When he did this, he also realized that two other spheres in the back of his room were doing the same thing. This meant that somehow the charge of the electron was traveling through the air to the other set of metal spheres. This was later discovered to be radio waves.
Scientists did a lot of different experiments to try to figure out what was going on, but it’s actually very simple.

Our devices have a wireless adapter that can translate the data into radio signals and it can relay that information. There are electrons that flow, as they flow they make an electron field and a magnetic field, otherwise known as an electromagnetic field. Electromagnetic waves are transmitted from the router, your phone, or laptop and then make electrons in an antenna of the receiving device move up and down so that they are able to receive and transmit signals.

Although this is transmitted through radio waves it is not the same as a normal radio transmitter. In a Time article they explain that, “unlike the FM receiver in your car, Wi-Fi is essentially two radios communicating back and forth that use lower power and broadcast over a much shorter distance. These two radios let web users download data from the Internet as well as upload information — even just submitting addresses via your browser counts in this two-way communication.”
Having a wifi connection is very convenient, but the router can fail. This happens when too many people try to use the wireless connection at one time, especially for things that use high bandwidth, such as Netflix and YouTube.
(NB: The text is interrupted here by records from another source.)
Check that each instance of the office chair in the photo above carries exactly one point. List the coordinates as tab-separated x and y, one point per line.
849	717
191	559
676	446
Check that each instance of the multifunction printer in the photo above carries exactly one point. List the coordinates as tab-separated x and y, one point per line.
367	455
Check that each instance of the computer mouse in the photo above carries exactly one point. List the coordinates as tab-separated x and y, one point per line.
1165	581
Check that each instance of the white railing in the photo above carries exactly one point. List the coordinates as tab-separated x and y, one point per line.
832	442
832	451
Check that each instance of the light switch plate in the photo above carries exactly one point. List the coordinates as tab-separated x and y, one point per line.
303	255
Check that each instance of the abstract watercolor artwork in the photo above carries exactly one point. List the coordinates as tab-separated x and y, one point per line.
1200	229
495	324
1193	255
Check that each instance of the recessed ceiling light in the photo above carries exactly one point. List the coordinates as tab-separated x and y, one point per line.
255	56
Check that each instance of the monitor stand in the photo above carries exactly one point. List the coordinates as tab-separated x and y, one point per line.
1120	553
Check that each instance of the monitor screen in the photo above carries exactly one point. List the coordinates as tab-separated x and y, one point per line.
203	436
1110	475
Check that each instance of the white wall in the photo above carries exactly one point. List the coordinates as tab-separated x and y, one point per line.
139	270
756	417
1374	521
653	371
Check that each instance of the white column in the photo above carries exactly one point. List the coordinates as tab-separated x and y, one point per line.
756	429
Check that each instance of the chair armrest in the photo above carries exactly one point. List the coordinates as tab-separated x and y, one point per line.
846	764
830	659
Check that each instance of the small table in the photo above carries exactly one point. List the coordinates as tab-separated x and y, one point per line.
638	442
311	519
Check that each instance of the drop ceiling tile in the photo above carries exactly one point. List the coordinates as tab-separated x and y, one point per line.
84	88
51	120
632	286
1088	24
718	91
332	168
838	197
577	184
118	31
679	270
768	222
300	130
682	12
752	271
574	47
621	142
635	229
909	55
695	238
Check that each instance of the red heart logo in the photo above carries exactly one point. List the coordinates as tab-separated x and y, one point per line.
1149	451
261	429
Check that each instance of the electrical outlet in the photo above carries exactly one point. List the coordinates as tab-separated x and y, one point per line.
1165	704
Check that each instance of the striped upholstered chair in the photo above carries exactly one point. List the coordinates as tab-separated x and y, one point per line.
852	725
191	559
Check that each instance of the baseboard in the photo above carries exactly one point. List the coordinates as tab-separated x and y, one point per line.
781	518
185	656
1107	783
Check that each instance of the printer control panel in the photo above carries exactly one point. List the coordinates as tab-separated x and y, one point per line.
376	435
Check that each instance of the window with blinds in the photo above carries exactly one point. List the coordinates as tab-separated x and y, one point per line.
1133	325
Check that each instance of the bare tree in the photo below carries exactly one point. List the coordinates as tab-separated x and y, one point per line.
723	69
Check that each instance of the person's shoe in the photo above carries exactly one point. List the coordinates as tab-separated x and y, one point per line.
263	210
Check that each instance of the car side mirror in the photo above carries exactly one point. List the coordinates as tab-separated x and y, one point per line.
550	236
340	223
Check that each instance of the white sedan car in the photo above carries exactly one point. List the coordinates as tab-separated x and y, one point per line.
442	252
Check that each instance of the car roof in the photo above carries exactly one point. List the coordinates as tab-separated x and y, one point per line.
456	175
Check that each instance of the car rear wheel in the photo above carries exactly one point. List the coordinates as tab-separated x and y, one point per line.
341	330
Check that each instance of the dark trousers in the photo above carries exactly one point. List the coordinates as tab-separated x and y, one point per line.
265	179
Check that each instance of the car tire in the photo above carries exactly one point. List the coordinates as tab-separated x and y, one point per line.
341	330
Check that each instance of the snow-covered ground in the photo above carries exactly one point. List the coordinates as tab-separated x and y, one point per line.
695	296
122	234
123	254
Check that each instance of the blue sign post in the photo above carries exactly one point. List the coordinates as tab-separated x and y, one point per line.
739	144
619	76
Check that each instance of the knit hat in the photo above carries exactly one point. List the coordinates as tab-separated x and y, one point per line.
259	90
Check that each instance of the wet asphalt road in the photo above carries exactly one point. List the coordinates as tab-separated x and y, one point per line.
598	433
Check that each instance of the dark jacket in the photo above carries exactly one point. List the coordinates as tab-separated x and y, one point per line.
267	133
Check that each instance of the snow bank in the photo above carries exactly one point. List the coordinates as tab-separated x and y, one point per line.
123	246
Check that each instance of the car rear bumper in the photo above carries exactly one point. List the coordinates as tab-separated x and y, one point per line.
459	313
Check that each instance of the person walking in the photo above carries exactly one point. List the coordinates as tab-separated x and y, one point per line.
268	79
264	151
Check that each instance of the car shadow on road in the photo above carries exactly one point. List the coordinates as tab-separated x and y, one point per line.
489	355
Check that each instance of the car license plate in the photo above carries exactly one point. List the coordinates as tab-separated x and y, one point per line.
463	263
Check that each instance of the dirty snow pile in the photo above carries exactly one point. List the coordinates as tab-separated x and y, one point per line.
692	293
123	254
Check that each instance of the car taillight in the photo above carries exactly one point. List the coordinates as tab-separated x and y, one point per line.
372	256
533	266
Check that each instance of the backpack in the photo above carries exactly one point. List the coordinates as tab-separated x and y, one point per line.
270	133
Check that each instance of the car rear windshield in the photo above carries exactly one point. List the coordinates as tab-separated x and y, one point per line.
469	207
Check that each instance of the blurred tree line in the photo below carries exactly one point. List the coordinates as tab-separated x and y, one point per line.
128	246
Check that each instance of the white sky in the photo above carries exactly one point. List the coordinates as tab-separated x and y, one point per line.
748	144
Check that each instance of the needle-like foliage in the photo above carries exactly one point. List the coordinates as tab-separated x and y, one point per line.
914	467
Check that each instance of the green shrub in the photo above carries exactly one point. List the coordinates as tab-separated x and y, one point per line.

Physics teacher Randy Brown said, “We have a bunch of antennas throughout the building and they all have a certain capacity for the number of devices that can use the wifi.” The system kicks school devices off when too many people try to use the wifi because there is only so much capacity for how many signals can be packaged through a fiberoptic line. This can cause interference and a loss of connection which is what caused the controversy within the building.

But how does Netflix go through the air, really? We’ll have to leave that one for another time.